Pool mining brings us to the third category of centralization: geography. If we look at hash rate per country, we can see that a substantial chunk of Bitcoin mining is happening in China. The Chinese government wanted to crackdown on Bitcoin mining, but its success was partial at most. Nevertheless, this crackdown has forced miners to move their equipment elsewhere, with Canada, Iceland and other countries that have favorable weather conditions and relatively cheap electricity, emerging as alternatives.

Detrimental Effects of Mining Centralization

By now, it is clear that the pioneer of decentralization that sparked this web 3.0 movement suffers from daunting centralization itself. This centralization can lead to certain risky scenarios.
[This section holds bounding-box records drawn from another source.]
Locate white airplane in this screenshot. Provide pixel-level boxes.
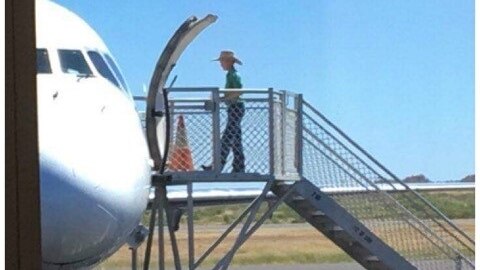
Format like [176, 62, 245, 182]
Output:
[36, 0, 471, 269]
[36, 1, 151, 269]
[35, 0, 216, 269]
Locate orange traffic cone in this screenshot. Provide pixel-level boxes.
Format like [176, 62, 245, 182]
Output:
[167, 115, 193, 171]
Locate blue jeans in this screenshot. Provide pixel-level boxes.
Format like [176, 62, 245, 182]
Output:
[220, 102, 245, 172]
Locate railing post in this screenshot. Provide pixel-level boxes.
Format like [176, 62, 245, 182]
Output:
[268, 88, 275, 176]
[295, 94, 303, 176]
[212, 88, 222, 174]
[277, 90, 288, 176]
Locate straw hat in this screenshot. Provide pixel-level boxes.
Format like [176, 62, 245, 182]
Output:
[213, 51, 242, 65]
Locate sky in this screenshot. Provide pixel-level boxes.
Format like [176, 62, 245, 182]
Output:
[55, 0, 475, 181]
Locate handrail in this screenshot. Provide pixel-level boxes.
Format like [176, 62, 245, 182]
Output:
[304, 101, 475, 245]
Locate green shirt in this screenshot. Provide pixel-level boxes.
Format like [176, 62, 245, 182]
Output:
[225, 67, 242, 89]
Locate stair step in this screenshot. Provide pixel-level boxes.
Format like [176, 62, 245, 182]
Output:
[365, 255, 380, 262]
[292, 195, 305, 202]
[310, 210, 327, 217]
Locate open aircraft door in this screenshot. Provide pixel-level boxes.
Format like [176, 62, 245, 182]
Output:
[146, 15, 217, 173]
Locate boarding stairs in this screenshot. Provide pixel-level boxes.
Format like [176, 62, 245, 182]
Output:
[134, 87, 475, 270]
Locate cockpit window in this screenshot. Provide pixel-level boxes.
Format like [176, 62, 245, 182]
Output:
[104, 54, 128, 91]
[58, 50, 93, 75]
[37, 49, 52, 74]
[88, 51, 120, 88]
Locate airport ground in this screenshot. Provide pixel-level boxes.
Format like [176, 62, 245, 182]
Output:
[97, 219, 475, 270]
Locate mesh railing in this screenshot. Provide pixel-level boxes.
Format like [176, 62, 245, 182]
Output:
[166, 88, 298, 179]
[302, 100, 474, 269]
[135, 88, 475, 269]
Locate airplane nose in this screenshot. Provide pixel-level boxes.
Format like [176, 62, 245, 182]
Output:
[39, 85, 150, 265]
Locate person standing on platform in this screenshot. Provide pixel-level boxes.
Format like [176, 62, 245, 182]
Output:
[202, 51, 245, 173]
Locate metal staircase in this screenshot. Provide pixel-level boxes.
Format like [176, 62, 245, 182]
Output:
[137, 88, 475, 270]
[302, 99, 475, 269]
[134, 15, 475, 270]
[272, 180, 415, 270]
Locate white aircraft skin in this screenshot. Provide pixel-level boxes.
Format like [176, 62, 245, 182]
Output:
[36, 0, 151, 269]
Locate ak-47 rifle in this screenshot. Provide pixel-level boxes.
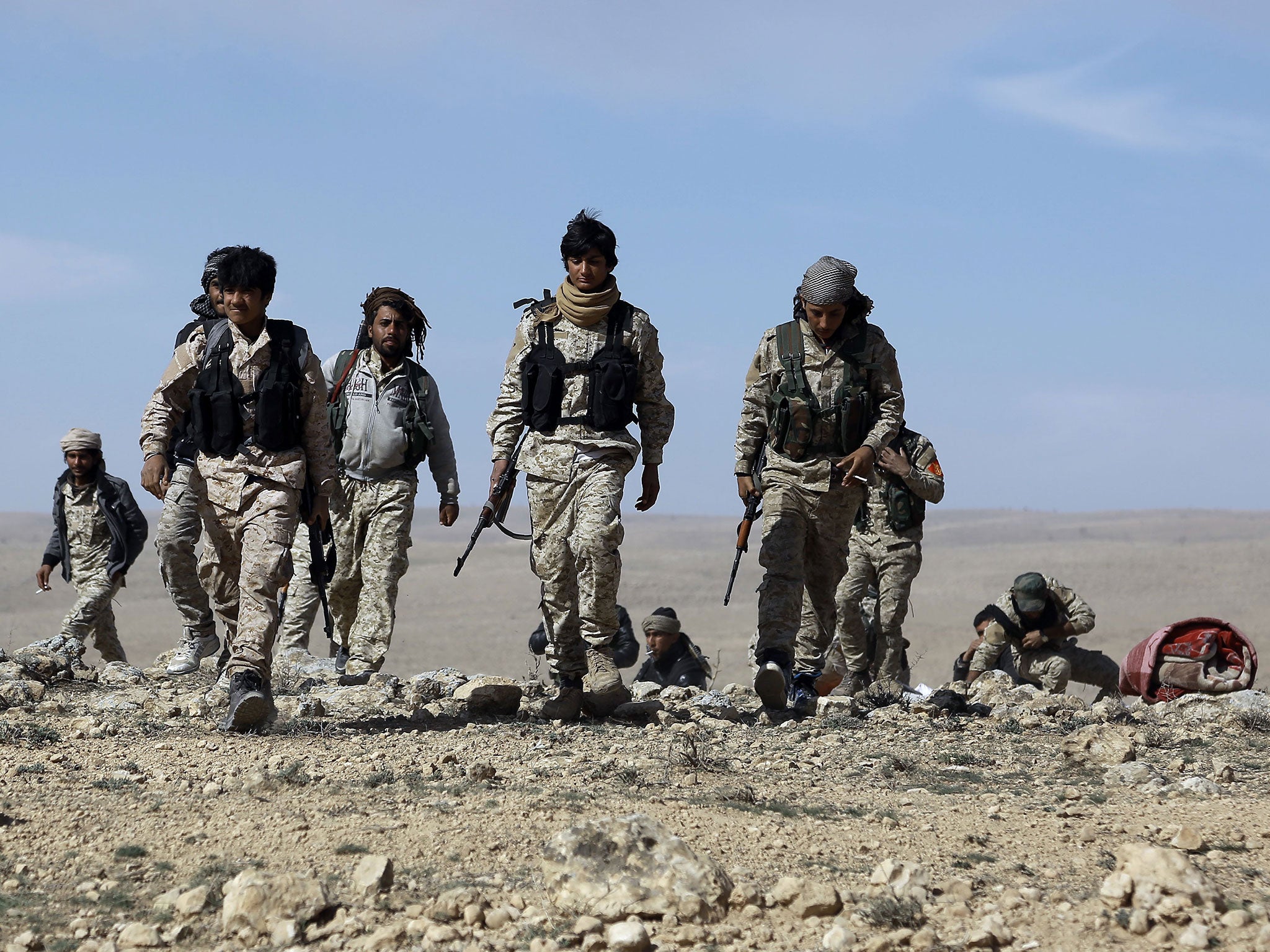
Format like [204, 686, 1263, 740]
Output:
[300, 481, 335, 641]
[455, 433, 531, 578]
[722, 443, 767, 604]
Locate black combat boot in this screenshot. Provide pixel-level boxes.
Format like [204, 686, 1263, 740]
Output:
[542, 678, 582, 721]
[221, 671, 275, 731]
[789, 671, 820, 718]
[755, 649, 790, 711]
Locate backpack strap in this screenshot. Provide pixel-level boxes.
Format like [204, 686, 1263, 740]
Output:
[326, 348, 362, 403]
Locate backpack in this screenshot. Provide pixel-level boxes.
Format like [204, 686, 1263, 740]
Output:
[768, 320, 876, 462]
[326, 348, 433, 467]
[188, 319, 309, 459]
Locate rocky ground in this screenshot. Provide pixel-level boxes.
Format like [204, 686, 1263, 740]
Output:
[0, 641, 1270, 952]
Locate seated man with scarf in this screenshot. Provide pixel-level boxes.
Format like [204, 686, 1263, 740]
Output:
[965, 573, 1120, 699]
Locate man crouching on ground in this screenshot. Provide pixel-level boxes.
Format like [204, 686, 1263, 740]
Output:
[141, 246, 338, 731]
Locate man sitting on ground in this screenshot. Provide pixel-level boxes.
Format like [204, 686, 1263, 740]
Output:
[635, 608, 714, 688]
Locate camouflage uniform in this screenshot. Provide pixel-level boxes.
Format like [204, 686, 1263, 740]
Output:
[829, 435, 944, 681]
[278, 522, 321, 651]
[486, 294, 674, 678]
[141, 322, 337, 679]
[61, 481, 128, 661]
[155, 462, 216, 637]
[735, 319, 904, 674]
[970, 575, 1120, 694]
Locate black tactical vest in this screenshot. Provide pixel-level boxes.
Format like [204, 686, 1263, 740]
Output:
[768, 320, 876, 462]
[856, 426, 926, 534]
[188, 319, 309, 459]
[521, 298, 639, 433]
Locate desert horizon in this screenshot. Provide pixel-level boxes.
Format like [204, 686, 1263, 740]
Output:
[0, 505, 1270, 687]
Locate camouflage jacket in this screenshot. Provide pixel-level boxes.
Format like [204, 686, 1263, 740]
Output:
[141, 322, 338, 510]
[851, 434, 944, 545]
[485, 302, 674, 482]
[970, 575, 1093, 671]
[734, 321, 904, 493]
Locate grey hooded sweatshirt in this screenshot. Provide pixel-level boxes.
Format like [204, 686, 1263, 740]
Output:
[321, 348, 458, 505]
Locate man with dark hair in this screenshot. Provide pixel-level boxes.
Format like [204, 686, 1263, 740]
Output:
[35, 428, 150, 661]
[952, 606, 1024, 684]
[965, 573, 1120, 699]
[486, 212, 674, 721]
[635, 608, 713, 688]
[835, 425, 944, 694]
[318, 288, 458, 684]
[735, 257, 904, 717]
[141, 246, 338, 730]
[141, 247, 230, 674]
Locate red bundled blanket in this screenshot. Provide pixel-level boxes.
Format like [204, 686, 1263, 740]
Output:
[1120, 618, 1258, 705]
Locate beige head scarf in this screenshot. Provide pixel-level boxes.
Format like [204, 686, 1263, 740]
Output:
[556, 274, 621, 327]
[62, 426, 102, 453]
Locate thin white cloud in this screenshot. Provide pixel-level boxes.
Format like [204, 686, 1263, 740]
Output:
[977, 57, 1270, 159]
[0, 234, 136, 302]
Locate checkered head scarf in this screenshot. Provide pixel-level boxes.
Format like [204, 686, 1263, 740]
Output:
[189, 247, 230, 321]
[797, 255, 856, 306]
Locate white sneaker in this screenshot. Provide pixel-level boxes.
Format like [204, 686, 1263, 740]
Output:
[167, 628, 221, 674]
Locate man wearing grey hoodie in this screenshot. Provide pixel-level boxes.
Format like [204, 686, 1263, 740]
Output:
[303, 288, 458, 684]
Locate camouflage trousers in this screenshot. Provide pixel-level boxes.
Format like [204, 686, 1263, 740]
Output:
[525, 453, 631, 678]
[62, 566, 128, 661]
[750, 474, 865, 674]
[278, 522, 321, 651]
[829, 533, 922, 681]
[155, 464, 216, 636]
[327, 476, 419, 674]
[198, 478, 300, 679]
[1010, 641, 1120, 697]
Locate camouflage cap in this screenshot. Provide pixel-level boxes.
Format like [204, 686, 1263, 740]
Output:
[1010, 573, 1049, 614]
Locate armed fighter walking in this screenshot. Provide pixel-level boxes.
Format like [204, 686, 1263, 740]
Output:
[141, 247, 229, 674]
[297, 288, 458, 684]
[35, 428, 150, 661]
[735, 257, 904, 716]
[486, 212, 674, 720]
[141, 246, 339, 730]
[817, 426, 944, 694]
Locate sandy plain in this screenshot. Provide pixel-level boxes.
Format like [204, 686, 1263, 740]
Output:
[0, 506, 1270, 685]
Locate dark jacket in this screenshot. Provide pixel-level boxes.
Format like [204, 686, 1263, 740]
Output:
[43, 466, 150, 581]
[530, 606, 639, 668]
[635, 633, 708, 688]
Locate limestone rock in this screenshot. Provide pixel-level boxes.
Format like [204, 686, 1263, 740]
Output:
[1168, 826, 1204, 853]
[542, 814, 732, 922]
[97, 661, 146, 688]
[605, 919, 652, 952]
[402, 668, 468, 707]
[221, 870, 330, 935]
[688, 690, 740, 721]
[353, 854, 393, 896]
[12, 645, 71, 684]
[790, 879, 842, 919]
[1056, 726, 1137, 767]
[869, 858, 931, 902]
[453, 676, 523, 717]
[965, 913, 1015, 948]
[120, 923, 162, 948]
[820, 923, 856, 952]
[171, 886, 210, 915]
[1099, 843, 1222, 913]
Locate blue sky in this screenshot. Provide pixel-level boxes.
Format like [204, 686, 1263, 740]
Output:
[0, 0, 1270, 513]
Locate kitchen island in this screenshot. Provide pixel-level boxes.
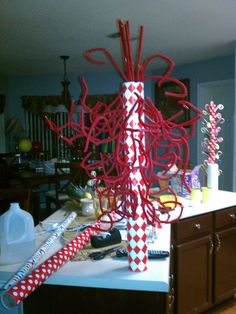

If mining equipment is manufactured by a single company like Bitmain, we could see a scenario in which they include a backdoor or a kill switch in the chips to shut down a miner using a predetermined signal. Bitmain is also blamed for manipulating the price of its mining equipment through supply, which hurts decentralization in terms of who operates the equipment. At least some of the mining power is looking to shift away from China, preventing Bitcoin from falling into the sovereign territory of a government that has been hostile to it.

Decentralization on every front is needed, nonetheless. If hash power was mostly concentrated in a single pool, within a single country, this single pool could reject blocks from other miners and the authorities in that country could virtually shut the network down. Since difficulty adjustment takes 2 weeks, the perils of centralization are compounded because Bitcoin will not be able to react quickly enough to fend off panic, and the mempool would be flooded with transactions. It seems then that the enemy of centralization that Satoshi Nakamoto set out to defeat, is rearing its ugly head and threatening the first and most successful use-case for a truly decentralized network. This could have an adverse effect beyond Bitcoin.